Modalités d'utilisation sur le long terme

En juillet 2022, le GIS EPI-PHARE a publié une étude mettant en avant l'importance de l'observance sur l'efficacité de la PrEP. Cette efficacité s'élève à 93 % si l'observance est bonne, mais s'effondre à 18 % en cas de sous-consommation de la PrEP ou d'interruption de ce traitement prophylactique (cf. notre article du 19 juillet 2022).  

Selon le nouveau rapport publié le 29 novembre 2022, le taux de maintien de la PrEP d'un semestre à l'autre atteint 90 % depuis le second semestre 2020 (contre 80 % auparavant). Cependant, ce taux de maintien semble s'être tassé au second semestre 2021 (semestre le plus récent pour lequel les auteurs disposaient d'informations complètes sur les délivrances dans les 6 mois suivant l'initiation, au moment de la rédaction du rapport) : 

  • le nombre moyen de délivrances de PrEP dans les 6 premiers mois suivant l’initiation est légèrement en baisse ;
  • un quart des utilisateurs (26 %) n'a eu aucun renouvellement dans les 6 mois suivant l'initiation (contre 21 % au cours du premier semestre 2021).

Dépistage du VIH en France : en amélioration, sans atteindre les seuils antérieurs à la pandémie

Le Bulletin épidémiologique hebdomadaire (BEH) [4, 5] du 29 novembre 2022 consacre trois articles à l'infection par le VIH, dont le dépistage. Les données de dépistage décrites proviennent du Système national des données de santé (SNDS) et concernent les bénéficiaires de 15 ans et plus. 

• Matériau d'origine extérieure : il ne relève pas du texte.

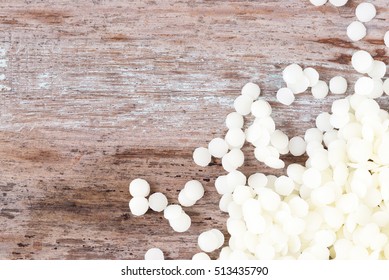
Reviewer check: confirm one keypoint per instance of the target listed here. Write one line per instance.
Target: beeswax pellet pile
(334, 206)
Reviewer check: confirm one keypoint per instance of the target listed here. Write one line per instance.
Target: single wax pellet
(172, 212)
(242, 104)
(252, 90)
(218, 147)
(361, 61)
(377, 70)
(154, 254)
(320, 90)
(201, 156)
(365, 12)
(312, 75)
(158, 202)
(194, 190)
(257, 180)
(300, 86)
(364, 86)
(201, 257)
(338, 3)
(138, 205)
(318, 2)
(297, 146)
(284, 185)
(338, 85)
(356, 31)
(139, 187)
(285, 96)
(234, 120)
(312, 178)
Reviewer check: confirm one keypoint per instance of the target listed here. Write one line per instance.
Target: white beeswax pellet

Données de dépistage VIH en 2021 et profil des personnes dépistées

Les principaux enseignements de cette analyse sont les suivants :

  • en 2021, le taux de dépistage du VIH s'élevait à 70,7 pour 1 000 habitants (1 000 personnes de 15 ans et plus). Ce taux est meilleur qu'en 2020, mais il a perdu 4 % par rapport à 2019 (taux avant pandémie) [cf. Figure 2] ;
  • le taux de dépistage du VIH, comme les taux de dépistage d'autres infections sexuellement transmissibles (IST), est plus élevé chez les femmes (63 % des sérologies réalisées). Du reste, la baisse du taux de dépistage est plus marquée chez les hommes ;
  • la majorité des dépistages était réalisée chez les 26-49 ans. Entre 2019 et 2021, la baisse du taux de dépistage a été plus marquée chez les moins de 26 ans.

Figure 2 - Taux de dépistage des infections à VIH (pour 1 000 personnes de 15 ans et plus), France, 2014-2021

Santé publique France relance sa campagne pour promouvoir le dépistage VIH

Bien qu'ayant augmenté par rapport à 2020, le taux de dépistage du VIH n'a donc pas retrouvé le niveau de 2019, témoignant d'une rupture dans la dynamique de dépistage en France suite à la pandémie de Covid-19 (le taux de dépistage avait augmenté régulièrement entre 2014 et 2019). 

Devant ce constat, Santé publique France a annoncé la rediffusion de la campagne « Vivre avec le VIH, c'est d'abord vivre », destinée à inciter au dépistage et à lever les freins structurels, organisationnels ou émotionnels. Cette campagne est diffusée dans la presse et sur les réseaux sociaux.